6.      Memperbaiki kesalahan dengan memukul
7.      Menyadarkan kesalahan dengan sanksi yang keras. (Ulwan, 1992: 163-166)
Di sini mampu dilihat bagaimana sanksi itu diakui Islam, sesudah upaya nasehat dan sanksi lainnya dilakukan. Dalam arti bahwa dengan adanya hukuman akan tersebarlah keamanan, keselamatan akan terwujud, makna kesejahteraan dan kedamaian. Dan yang lebih penting menciptakan mereka yang melakukan kesalahan akan menjadi jera dan insyaf, lalu mereka yang berniat melaksanakan kesalahan akan segera mengurungkan niatnya. Oleh alasannya itu, tepatlah ungkapan klasik menyampaikan “orang yang berbahagia adalah orang yang dapat mengambil pelajaran dari masalah orang lain”.

III. PENUTUP
Dari deskripsi yang dikemukakan pada pembahasan sebelumnya, mampu dikemukakan kesimpulan sebagai berikut:
1.  Hukuman merupakan suatu tindakan yang dipakai dengan sengaja untuk mencapai tujuan pendidikan serta sebagai alat pendidikan mampu membangkitkan kesadaran dan pengakuan akan kebenaran, bahwa melakukan sesuatu yang bertentangan dengan aturan yang telah ditetapkan adalah sesuatu yang tidak baik
2.   Jenis hukuman dalam pendidikan, yaitu: 1) Hukuman assosiatif, 2) Hukuman logis, dan 3) Hukuman moril. Fungsi perlindungan eksekusi pada anak latih yakni demi kebaikan dan kepentingan dirinya dan orang lain serta menjadikan keinsyafan pada anak dari melaksanakan kesalahan.

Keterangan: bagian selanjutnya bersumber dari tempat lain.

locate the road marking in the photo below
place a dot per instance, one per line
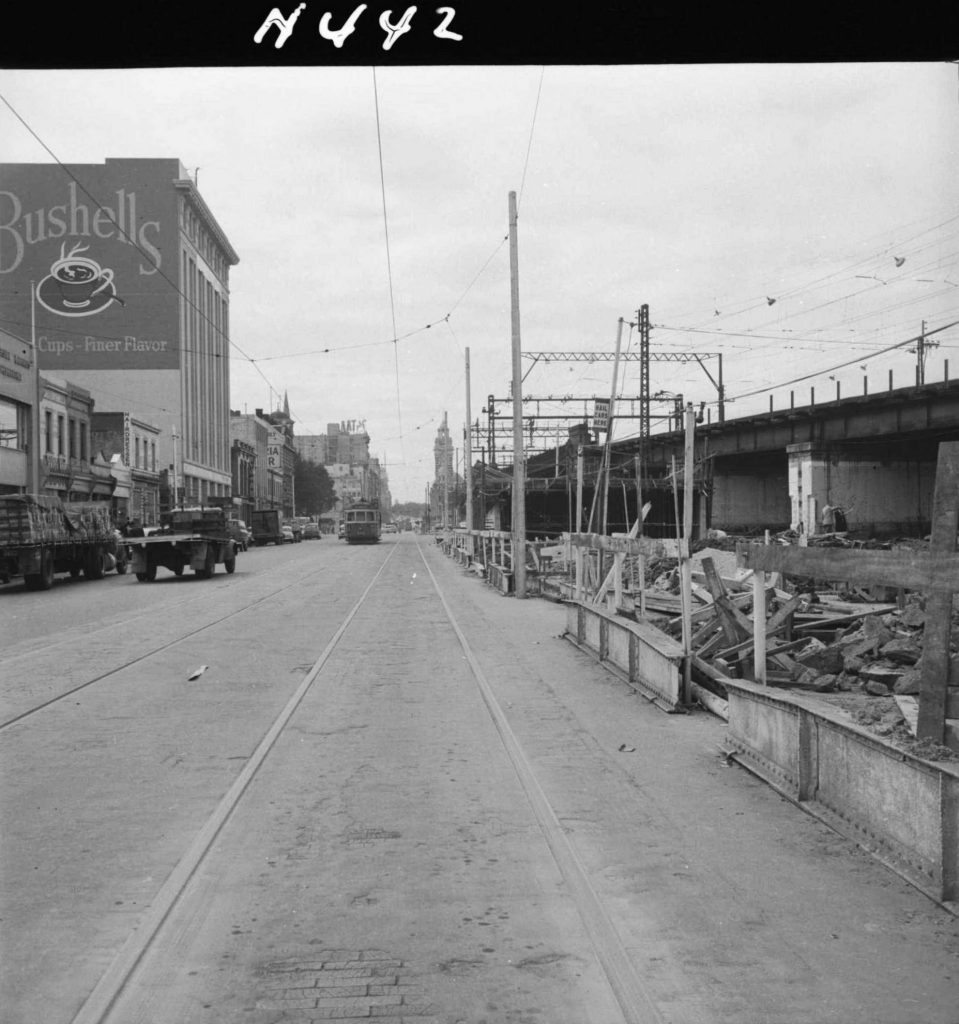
(634, 999)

3.   Eksistensi hukuman terdapat dalam pendidikan Islam, namun dalam hal ini harus ada tahap-tahap yang harus dilalui dan diperhatikan bagi seorang pendidik sebelum hukuman itu diterapkan. Tahapan yang dimaksud yaitu dukungan nasehat, bimbingan, larangan, teguran, peringatan dan bahaya



DAFTAR PUSTAKA


Abdurrahman. Ilmu Pendidikan Suatu Pengantar Islam. Cet. I; Jakarta: al-Quswa, 1998.
al-Abrasyi, Athiyah. Dasar-Dasar Pendidikan Islam. Cet. VII; Jakarta: Bulan Bintang, 1993.

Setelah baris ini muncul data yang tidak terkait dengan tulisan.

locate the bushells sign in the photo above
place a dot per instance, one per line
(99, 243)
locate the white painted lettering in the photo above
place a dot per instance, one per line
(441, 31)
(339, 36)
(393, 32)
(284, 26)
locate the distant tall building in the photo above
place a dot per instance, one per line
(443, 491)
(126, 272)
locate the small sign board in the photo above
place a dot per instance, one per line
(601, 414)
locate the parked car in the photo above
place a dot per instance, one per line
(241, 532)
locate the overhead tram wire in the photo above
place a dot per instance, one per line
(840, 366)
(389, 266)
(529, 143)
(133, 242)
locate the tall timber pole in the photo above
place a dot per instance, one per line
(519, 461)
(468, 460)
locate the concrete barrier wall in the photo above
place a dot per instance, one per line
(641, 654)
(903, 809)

Arifin, H. M. Ilmu Pendidikan Islam. Cet. II; Jakarta: Bumi Aksara, 1993.
Daud, Abu. Sunan Abu Daud, Juz I. Suria: Dar al-Hadis t,th.
Departemen Agama RI., Alquran al-Karim. Semarang: CV. Toha Putra, 1989.

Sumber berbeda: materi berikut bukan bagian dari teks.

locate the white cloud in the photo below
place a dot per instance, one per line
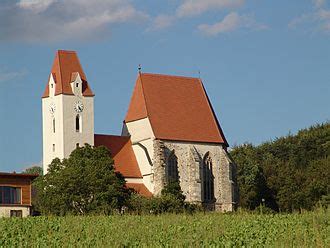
(161, 22)
(6, 75)
(190, 8)
(35, 5)
(57, 20)
(319, 3)
(197, 7)
(317, 20)
(231, 22)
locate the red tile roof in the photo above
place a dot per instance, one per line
(122, 153)
(178, 108)
(140, 188)
(18, 175)
(65, 67)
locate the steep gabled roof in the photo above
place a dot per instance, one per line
(65, 67)
(122, 153)
(178, 108)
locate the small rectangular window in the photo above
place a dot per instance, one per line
(10, 195)
(16, 213)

Hasbullah. Dasar-dasar Ilmu Pendidikan. Cet. I; Jakarta: Raja Grafindo Persada, 1999.
Jalaluddin et.al. Filsafat Pendidikan Islam, Konsep dan Perkembangan Pemikirannya. Cet. I; Jakarta: Raja Grafindo Persada, 1994.
Marimba, Ahmad D. Pengantar Filsafat Pendidikan. Cet. VIII; Bandung: al-Ma’berakal, 1989.
Nata, Abuddin. Filsafat Pendidikan Islam. Cet. I; Jakarta: Logos Wacana Ilmu, 1997.
Sabri, Alisuf. Ilmu Pendidikan. Cet. I; Jakarta: Bumi Aksara, 1991.
Suwarno. Pengantar Umum Pendidikan. Cet. I; Jakarta: Rineka Cipta, 1992.
Suwondo, Sutimah. Ilmu Pendidikan. Ujungpandang: FIP IKIP, 1977.
Ulwan, Abdullah Nasih. Pendidikan Anak Menurut Islam Kaidah-Kaidah Dasar, Judul asli Tarbiyyatul Aulad fil-Islam, diterjemahkan oleh Ahmad Masyhur Hakim. Cet. I; Bandung: Remaja Rosdakarya, 1992.